Hooper's sketch had caught its towering simplicity. His main objective, however, was to show the stark contrast between the valley itself with its verdant meadows and the man-made intrusions of canal and viaduct. A few cattle grazed obligingly on his side of the waterway and Hooper was able to incorporate them in his drawing, timeless symbols of rural life in the shadow of industry. What he required now were human figures and – as ever, his luck held out – they not only appeared magically before him, they stood more or less in the spot where he wanted them to be.
Two women and a small boy had come to look up at the viaduct. From the way that she held the boy's hand, Hooper decided that the younger woman must be his mother and his guess was that the other woman, older and more fastidious, was her spinster sister, less than happy at being there. She was wearing too much clothing for such a hot day and was troubled by insects that flew in under her poke bonnet. While the boy and his mother seemed quietly excited, the other woman lifted the hem of her dress well above the ground so that it would not trail in any of the cowpats. The visit was clearly for the boy's benefit and not for that of his maiden aunt.

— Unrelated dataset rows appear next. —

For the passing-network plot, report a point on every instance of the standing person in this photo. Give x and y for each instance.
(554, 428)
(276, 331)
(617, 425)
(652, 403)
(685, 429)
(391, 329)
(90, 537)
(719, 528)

As he put them into his sketch with deft flicks of his pencil, Ambrose Hooper gave each of them a name to lend some character. The mother was Hester Lewthwaite, the wife of a provincial banker perhaps; her son, eight or nine years of age at most, was Anthony Lewthwaite; and the disagreeable third person was Petronella Snark, disappointed in love, highly critical of her sister and not at all inclined to indulge a small boy if it entailed trudging across a meadow in the stifling heat. Both women wore steel-ringed crinolines but, while Hester's was fashionable, brightly coloured and had a pretty flounced skirt, Petronella's dress was dark and dowdy.